My train back was on Thursday evening, so sadly I didn't get to see Penda's Fen (BBC Play For Today from 1974). But what a great couple of days, listening to people talk about, and getting to talk about, stuff that I love. The folk working in this field are amongst the friendliest, most welcoming, most collegiate set of academics I've ever met. Really glad I made the trip, even if I returned home with a Network shopping list long as my arm.

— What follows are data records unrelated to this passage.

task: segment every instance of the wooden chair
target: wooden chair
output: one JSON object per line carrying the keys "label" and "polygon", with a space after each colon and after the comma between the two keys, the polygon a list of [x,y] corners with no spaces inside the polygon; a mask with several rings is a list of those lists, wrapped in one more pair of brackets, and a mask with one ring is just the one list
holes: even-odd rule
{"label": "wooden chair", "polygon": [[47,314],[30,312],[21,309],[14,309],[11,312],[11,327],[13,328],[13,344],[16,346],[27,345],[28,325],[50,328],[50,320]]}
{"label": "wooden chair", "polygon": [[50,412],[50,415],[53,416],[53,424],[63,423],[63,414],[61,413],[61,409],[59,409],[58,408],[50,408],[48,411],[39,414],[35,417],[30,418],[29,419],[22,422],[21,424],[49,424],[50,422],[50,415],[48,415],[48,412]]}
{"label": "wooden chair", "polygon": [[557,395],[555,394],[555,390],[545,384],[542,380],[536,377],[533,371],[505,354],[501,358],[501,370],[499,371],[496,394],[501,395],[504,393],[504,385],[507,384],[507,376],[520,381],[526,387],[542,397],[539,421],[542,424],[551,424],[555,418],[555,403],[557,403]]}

Date: 2011-08-03 09:29 pm (UTC)
From: [identity profile] birdsedge.livejournal.com
The blowing up of Toby Wren was the 'water cooler talk' of its day. I was at college and unsurprisingly few of us had TVs, but surprisingly many of us managed to be near someone else's TV on a Monday night for Doomwatch. We were all in shock on Tuesday morning. Imagine.... The clock's counting down from ten, the plucky hero is defusing the bomb using only a pair of pliers and a tool that boy scouts use to remove stones from horses' hooves. Of course it's going to stop at 'one'. It _always_ stops at 'one'. Only this time - KABOOOOM! Unbelievable! And the TV company had managed to keep it a total secret that Robert Powell was leaving the series.